Egyptian Mission Unearthed Group of Missed Water Wells Next to Horus Road in N. Sinai


Wed 02 Mar 2022 | 04:41 AM
Ali Abu Dashish

The Egyptian archaeological mission operating in the Tel al-Kidwa area in North Sinai, headed by Ramadan Helmy, director of the North Sinai Antiquities Department and head of the mission, succeeded in unearthing a group of missed water wells next to Horus Road, which date back to Pharaonic times, as part of the Sinai Development Project 2021-2022.

Dr. Mustafa Waziri, Secretary-General of the Supreme Council of Antiquities, confirmed that this is the first time that water wells have been discovered in the region since the Pharaonic eras.

He indicated that scientific evidence affirms their existence as they were engraved during the era of King Seti I on the walls of the Karnak temple.
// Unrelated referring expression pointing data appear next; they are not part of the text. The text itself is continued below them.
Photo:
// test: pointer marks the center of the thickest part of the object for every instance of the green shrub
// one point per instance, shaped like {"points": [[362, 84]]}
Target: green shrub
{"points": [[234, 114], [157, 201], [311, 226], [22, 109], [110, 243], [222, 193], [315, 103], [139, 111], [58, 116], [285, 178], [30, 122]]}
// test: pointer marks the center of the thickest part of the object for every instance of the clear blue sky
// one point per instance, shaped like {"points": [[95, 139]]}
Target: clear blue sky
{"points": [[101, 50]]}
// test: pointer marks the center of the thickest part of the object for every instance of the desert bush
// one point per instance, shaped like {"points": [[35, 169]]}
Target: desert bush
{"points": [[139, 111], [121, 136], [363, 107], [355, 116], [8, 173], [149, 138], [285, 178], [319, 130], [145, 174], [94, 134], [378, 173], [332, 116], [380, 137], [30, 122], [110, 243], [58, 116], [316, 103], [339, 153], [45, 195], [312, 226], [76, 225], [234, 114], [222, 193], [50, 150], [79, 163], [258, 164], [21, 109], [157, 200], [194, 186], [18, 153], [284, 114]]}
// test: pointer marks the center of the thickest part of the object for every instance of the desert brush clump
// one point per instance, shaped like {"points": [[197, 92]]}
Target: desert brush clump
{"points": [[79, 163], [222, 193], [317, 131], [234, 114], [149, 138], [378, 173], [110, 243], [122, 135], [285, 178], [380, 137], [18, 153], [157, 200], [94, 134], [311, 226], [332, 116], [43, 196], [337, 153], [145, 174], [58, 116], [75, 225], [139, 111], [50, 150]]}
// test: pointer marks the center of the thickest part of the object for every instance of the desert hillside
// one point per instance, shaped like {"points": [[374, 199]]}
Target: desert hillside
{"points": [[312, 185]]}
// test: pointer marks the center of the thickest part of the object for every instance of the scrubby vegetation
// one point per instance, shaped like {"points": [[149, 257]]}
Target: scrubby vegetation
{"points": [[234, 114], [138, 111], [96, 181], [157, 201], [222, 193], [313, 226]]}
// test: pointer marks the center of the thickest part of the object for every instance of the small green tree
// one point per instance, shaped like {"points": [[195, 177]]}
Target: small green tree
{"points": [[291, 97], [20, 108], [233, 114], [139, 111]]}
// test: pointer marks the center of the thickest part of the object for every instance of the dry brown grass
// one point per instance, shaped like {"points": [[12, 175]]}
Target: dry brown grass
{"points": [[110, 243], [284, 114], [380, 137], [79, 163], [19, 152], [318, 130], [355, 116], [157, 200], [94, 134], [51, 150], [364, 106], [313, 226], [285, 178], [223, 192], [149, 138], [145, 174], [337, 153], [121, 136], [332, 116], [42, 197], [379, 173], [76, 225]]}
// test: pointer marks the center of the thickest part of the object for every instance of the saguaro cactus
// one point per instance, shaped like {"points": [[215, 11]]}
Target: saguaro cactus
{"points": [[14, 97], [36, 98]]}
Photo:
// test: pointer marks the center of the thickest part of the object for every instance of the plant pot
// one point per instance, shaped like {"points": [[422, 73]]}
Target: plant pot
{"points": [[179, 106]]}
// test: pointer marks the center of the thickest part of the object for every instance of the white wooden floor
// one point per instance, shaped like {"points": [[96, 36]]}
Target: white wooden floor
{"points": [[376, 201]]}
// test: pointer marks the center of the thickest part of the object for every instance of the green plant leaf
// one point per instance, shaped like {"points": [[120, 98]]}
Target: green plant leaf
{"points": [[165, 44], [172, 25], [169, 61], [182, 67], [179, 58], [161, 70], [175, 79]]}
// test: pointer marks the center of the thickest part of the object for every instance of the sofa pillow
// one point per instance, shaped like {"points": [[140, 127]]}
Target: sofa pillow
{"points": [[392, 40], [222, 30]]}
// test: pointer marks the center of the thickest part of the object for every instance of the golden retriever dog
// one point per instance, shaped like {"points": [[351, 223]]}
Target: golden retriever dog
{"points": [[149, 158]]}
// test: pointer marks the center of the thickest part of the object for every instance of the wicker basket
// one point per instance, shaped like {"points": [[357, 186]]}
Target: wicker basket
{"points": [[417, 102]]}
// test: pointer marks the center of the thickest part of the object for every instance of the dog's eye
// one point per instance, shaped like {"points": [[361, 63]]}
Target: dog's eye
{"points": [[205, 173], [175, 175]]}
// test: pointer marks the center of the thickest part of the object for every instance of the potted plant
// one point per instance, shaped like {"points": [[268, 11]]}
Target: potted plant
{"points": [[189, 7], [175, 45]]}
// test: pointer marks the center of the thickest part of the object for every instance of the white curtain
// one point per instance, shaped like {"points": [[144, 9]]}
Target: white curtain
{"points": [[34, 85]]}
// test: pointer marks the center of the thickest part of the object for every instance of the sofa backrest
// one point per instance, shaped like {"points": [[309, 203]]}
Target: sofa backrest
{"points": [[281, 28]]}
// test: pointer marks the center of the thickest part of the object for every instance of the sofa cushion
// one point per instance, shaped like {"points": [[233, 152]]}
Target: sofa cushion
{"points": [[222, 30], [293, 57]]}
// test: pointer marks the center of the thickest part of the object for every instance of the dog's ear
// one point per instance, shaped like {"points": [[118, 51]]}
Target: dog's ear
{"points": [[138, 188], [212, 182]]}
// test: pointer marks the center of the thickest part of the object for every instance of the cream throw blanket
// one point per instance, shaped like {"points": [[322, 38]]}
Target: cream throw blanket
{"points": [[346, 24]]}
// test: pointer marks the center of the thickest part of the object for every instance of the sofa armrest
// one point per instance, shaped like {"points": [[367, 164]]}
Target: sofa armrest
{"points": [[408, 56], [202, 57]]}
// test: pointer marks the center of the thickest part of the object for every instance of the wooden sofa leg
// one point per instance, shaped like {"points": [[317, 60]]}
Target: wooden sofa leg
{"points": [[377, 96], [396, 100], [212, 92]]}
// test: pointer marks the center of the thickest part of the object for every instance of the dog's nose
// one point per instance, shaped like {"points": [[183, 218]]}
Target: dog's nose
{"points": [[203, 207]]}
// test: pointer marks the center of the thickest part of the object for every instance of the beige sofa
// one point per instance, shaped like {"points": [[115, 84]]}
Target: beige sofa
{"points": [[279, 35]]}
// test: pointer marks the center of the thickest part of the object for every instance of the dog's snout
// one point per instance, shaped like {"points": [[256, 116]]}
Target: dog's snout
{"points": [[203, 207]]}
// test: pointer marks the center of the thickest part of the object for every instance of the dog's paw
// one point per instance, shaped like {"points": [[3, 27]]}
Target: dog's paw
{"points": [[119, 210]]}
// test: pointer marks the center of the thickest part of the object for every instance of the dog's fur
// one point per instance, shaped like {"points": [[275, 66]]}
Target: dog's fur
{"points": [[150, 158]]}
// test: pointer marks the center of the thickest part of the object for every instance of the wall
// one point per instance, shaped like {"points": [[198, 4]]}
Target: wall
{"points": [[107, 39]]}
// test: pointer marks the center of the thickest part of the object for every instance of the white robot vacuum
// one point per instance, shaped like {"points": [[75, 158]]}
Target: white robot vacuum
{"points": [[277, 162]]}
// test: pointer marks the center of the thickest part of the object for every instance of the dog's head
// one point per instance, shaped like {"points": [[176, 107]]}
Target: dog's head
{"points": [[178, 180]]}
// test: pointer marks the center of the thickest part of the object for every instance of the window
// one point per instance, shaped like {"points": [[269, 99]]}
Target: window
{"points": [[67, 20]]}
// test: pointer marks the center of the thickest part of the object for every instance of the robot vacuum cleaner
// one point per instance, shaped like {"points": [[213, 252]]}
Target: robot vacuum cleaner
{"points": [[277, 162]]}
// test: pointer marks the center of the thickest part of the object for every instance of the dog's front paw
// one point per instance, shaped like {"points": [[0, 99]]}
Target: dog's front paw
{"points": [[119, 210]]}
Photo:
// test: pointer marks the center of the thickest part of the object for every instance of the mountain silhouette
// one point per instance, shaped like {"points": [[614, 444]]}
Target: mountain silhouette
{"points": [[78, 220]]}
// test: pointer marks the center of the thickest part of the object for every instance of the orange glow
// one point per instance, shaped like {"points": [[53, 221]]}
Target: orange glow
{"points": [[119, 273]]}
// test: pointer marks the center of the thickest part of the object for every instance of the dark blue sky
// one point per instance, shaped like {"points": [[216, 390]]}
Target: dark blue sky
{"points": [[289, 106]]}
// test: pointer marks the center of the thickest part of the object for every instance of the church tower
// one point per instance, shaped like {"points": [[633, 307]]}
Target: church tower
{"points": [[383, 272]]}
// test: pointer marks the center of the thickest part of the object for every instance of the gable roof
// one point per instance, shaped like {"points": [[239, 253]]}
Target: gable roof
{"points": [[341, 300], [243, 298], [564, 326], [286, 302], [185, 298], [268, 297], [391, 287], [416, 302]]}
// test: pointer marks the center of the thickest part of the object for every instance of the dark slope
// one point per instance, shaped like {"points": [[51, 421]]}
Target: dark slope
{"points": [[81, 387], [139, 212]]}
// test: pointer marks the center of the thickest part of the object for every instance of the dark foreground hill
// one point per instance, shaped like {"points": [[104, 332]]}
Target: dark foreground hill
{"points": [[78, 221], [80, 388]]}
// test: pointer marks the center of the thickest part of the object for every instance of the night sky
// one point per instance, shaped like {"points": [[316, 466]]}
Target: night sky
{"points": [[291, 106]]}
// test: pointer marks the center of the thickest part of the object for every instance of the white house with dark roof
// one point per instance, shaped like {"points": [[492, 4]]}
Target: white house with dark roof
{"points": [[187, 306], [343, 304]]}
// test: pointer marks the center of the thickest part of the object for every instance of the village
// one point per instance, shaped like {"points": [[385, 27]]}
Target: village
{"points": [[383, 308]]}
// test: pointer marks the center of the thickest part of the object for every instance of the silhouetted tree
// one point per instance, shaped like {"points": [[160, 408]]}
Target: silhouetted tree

He noted that the number of the wells is five, located outside the walls of the castle of Tel al-Kidwa, in an area characterized by yellow sand. Evidence also proves that it was deliberately destroyed and filled with only one well, so as not to be used by intruders during the Persian invasion period.

Dr. Ayman Ashmawy, head of the Egyptian Antiquities Sector at the Supreme Council of Antiquities, explained that the only surviving well was built in an unconventional way, as it was dug in yellow sand, and pottery rings were laid on top of each other inside it. The diameter of each of the wells is approximately one meter, and it has three side openings that help in descending and ascending from the well.

The Egyptian mission excavated and descended a distance of just over three meters, and it found 13 pottery rings, and many pottery vessels dating back to the 26th Dynasty, the Saite era.

As for the results of the mission’s excavations inside the fortress, Dr. Nadia Khader, head of the Central Department of Antiquities of Lower Egypt, said that they resulted in the discovery of a storeroom, which is about 12 meters long and 4 meters wide, and in the middle of it there are a number of pottery pots that were placed on top of each other that were used as water drains.

The mission also found the remains of kilns, from the middle of the Saite era, likely to be a workshop for smelting copper ore where circular shapes of copper alloy parts were found, as well as parts of pottery bellows that were used in the smelting processes.

For his part, Dr. Hisham Hussein, Director General of Sinai Antiquities, stressed that Tel Al-Kidwa is one of the most important sites of Egyptian military architecture during the twenty-sixth dynasty ( Saite era) in North Sinai.

It is known that the Horus Military Road is one of the oldest roads in the Sinai, and it connected Egypt and Palestine with a length of 220 km. It was known in the Egyptian Pharaonic texts since the era of the Old Kingdom as the “Road of Horus.” The inscription of King Seti I at Karnak Temple is the main source that indicates the existence of a series of Military castles and water wells along the road, where the inscription of King Seti I depicted a water well in front of each fortress of the Horus Road.

The ancient Egyptians, during the era of the New Kingdom, gave specific names to each castle and water well from the wells of the ancient Horus War Road.